The effects of denervation on the structure of the triad and longitudinal sarcoplasmic reticulum have been investigated in freeze-fracture replicas of extensor digitorum longus (EDL) and soleus fibers that had been denervated for 2 to 70 days. In EDL fibers the density of indentations along 1 micron of terminal cisternae fell during the first 2 weeks after nerve section, from a normal value of 7.3 +/- 0.2 (mean +/- 1 SEM) to an average value of 2.0 +/- 0.5 in fibers denervated for 16 to 17 days. Denervation did not change the numbers of indentations in soleus fibers. There was a significant change in the orientation of the triads and organization of the longitudinal sarcoplasmic reticulum in denervated EDL and soleus fibers.

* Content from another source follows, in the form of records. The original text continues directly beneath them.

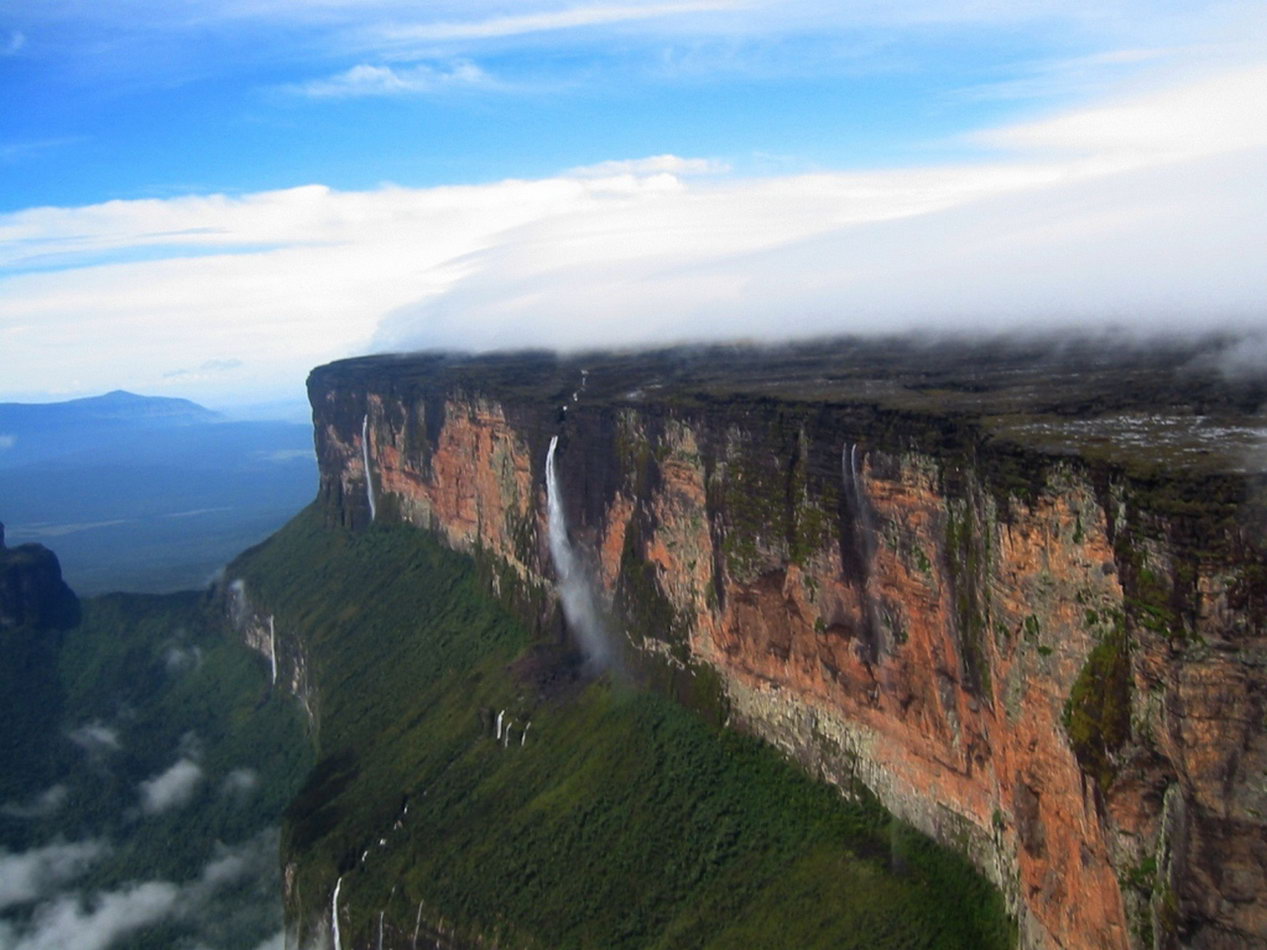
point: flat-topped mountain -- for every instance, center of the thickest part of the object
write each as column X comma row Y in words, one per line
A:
column 1016, row 589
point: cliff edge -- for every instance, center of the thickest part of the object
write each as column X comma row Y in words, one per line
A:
column 1018, row 590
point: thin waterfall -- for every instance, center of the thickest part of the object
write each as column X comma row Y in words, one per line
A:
column 273, row 649
column 574, row 592
column 854, row 487
column 333, row 913
column 864, row 533
column 417, row 926
column 369, row 478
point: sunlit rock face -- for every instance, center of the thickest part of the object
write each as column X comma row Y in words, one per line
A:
column 931, row 573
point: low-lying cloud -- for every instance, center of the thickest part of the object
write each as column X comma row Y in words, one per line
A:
column 36, row 874
column 172, row 788
column 95, row 739
column 233, row 894
column 43, row 804
column 1144, row 210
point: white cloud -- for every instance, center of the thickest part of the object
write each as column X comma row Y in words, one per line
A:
column 555, row 19
column 171, row 788
column 366, row 80
column 651, row 165
column 233, row 894
column 37, row 873
column 95, row 737
column 41, row 806
column 71, row 922
column 178, row 659
column 1139, row 209
column 240, row 782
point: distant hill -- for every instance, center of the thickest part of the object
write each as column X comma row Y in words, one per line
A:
column 36, row 431
column 147, row 493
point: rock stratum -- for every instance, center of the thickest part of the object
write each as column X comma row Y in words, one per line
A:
column 1018, row 590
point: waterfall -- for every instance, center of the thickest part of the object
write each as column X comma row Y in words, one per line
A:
column 333, row 913
column 574, row 592
column 365, row 454
column 273, row 649
column 854, row 488
column 417, row 926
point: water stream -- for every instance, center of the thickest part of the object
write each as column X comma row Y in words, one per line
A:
column 574, row 590
column 369, row 478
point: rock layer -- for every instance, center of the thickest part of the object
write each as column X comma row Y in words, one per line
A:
column 1034, row 652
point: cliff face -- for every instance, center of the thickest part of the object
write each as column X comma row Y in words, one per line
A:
column 1035, row 649
column 32, row 590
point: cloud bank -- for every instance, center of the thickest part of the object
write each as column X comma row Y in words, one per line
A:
column 1144, row 210
column 233, row 894
column 172, row 788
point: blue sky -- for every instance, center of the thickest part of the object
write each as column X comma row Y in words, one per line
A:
column 159, row 161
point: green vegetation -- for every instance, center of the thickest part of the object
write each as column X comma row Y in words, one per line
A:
column 1097, row 712
column 621, row 821
column 160, row 679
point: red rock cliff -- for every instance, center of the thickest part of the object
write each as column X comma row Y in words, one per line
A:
column 1029, row 652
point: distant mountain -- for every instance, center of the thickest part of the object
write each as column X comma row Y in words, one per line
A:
column 146, row 493
column 38, row 431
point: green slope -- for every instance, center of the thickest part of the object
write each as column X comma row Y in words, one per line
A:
column 622, row 821
column 145, row 683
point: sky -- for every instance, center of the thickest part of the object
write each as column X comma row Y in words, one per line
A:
column 207, row 198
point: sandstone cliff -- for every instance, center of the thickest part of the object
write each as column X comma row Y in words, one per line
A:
column 1019, row 595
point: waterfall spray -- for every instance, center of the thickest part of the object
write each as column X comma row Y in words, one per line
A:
column 333, row 913
column 365, row 454
column 854, row 488
column 273, row 649
column 574, row 592
column 855, row 499
column 417, row 926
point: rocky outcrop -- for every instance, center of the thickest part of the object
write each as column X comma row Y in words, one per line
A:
column 32, row 590
column 1029, row 641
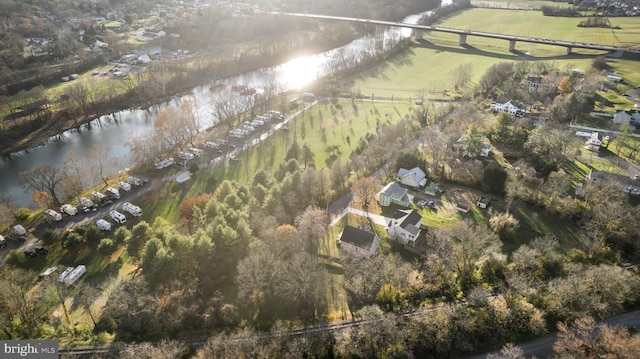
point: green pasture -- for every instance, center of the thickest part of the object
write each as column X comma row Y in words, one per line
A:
column 534, row 24
column 432, row 67
column 324, row 128
column 511, row 4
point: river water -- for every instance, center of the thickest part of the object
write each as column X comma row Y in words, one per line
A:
column 112, row 131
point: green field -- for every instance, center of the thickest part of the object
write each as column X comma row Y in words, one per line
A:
column 534, row 24
column 511, row 4
column 431, row 65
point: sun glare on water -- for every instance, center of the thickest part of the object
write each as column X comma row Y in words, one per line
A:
column 300, row 71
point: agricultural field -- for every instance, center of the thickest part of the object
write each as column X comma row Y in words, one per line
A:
column 534, row 24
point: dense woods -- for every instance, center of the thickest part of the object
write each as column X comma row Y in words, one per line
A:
column 244, row 267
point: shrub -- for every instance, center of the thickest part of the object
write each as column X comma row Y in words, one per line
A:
column 23, row 213
column 73, row 240
column 15, row 258
column 93, row 233
column 107, row 246
column 51, row 236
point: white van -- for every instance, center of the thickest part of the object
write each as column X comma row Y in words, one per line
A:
column 117, row 216
column 19, row 230
column 103, row 225
column 113, row 193
column 131, row 208
column 86, row 204
column 69, row 209
column 52, row 215
column 124, row 186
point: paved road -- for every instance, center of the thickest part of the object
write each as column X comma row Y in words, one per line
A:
column 543, row 347
column 375, row 218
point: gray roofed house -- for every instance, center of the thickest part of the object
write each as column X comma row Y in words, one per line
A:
column 626, row 184
column 405, row 226
column 414, row 177
column 358, row 242
column 393, row 193
column 514, row 108
column 632, row 117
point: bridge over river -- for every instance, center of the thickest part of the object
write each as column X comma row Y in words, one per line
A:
column 463, row 34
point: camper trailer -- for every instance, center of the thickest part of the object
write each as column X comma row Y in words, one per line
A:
column 74, row 275
column 86, row 204
column 19, row 230
column 64, row 274
column 117, row 216
column 113, row 193
column 69, row 209
column 124, row 186
column 131, row 208
column 52, row 215
column 103, row 225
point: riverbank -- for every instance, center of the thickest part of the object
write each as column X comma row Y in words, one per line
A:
column 32, row 134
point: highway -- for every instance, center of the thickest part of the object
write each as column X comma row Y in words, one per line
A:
column 567, row 44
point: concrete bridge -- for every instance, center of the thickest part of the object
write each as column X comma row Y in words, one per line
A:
column 463, row 34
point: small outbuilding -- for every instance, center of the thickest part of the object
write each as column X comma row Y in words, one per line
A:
column 358, row 242
column 484, row 202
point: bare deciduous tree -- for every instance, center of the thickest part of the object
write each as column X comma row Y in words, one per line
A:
column 44, row 177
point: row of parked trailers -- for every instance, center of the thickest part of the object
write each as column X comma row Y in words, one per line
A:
column 119, row 217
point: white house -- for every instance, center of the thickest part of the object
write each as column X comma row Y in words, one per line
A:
column 632, row 117
column 74, row 275
column 513, row 108
column 414, row 177
column 358, row 242
column 405, row 226
column 594, row 142
column 393, row 193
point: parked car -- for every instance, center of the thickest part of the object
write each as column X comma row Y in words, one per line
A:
column 69, row 209
column 117, row 216
column 131, row 208
column 124, row 186
column 52, row 215
column 137, row 181
column 163, row 164
column 19, row 230
column 103, row 225
column 113, row 193
column 187, row 156
column 195, row 151
column 86, row 204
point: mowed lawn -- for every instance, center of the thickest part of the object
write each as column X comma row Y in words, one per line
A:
column 433, row 64
column 534, row 24
column 324, row 128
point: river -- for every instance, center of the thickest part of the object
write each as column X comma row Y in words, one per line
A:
column 112, row 131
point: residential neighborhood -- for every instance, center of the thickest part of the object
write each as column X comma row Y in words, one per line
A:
column 199, row 179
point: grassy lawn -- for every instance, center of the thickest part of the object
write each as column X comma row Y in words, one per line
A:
column 604, row 123
column 511, row 4
column 534, row 24
column 432, row 64
column 624, row 147
column 321, row 127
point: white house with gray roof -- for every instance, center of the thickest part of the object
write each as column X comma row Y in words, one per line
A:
column 414, row 177
column 405, row 226
column 358, row 242
column 393, row 193
column 513, row 108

The effect of denervation on the density of indentations was best correlated with the effect on asymmetric charge movement, when indentation density was compared with twitch contraction time, the voltage sensitivity of tension, and charge movement. The close relationship between indentation density and charge movement provides compelling evidence for a functional link between the two during excitation-contraction coupling.

Indentations in the terminal cisternae of amphibian and mammalian skeletal muscle fibers

Indentations (hillocks and dimples) in the terminal cisternae of mammalian and amphibian skeletal muscle fibers were studied using freeze-fracture and serial thin-section techniques. The structures were seen in all muscles and had a regular separation from each other and from the T-tubule. Indentations were smaller than fenestrations and formed concavities in, but not macromolecular pores through, the terminal cisternae. The average numbers of indentations in rat muscles (measured along the length of the terminal cisternae, within 150 nm of the triadic junction) varied from 0.9 per micrometer in soleus fibers to 9.6 per micrometer in posterior cricoarytenoid fibers. The average numbers in amphibian sartorius fibers varied from 1.6 to 3.6 per micrometer in muscles from different species. The regular alignment of the indentations along the triad, as well as a close correlation between their numbers and the contractile properties of the muscle, suggest that they function in contractile activation and may represent sites of calcium release from the terminal cisternae.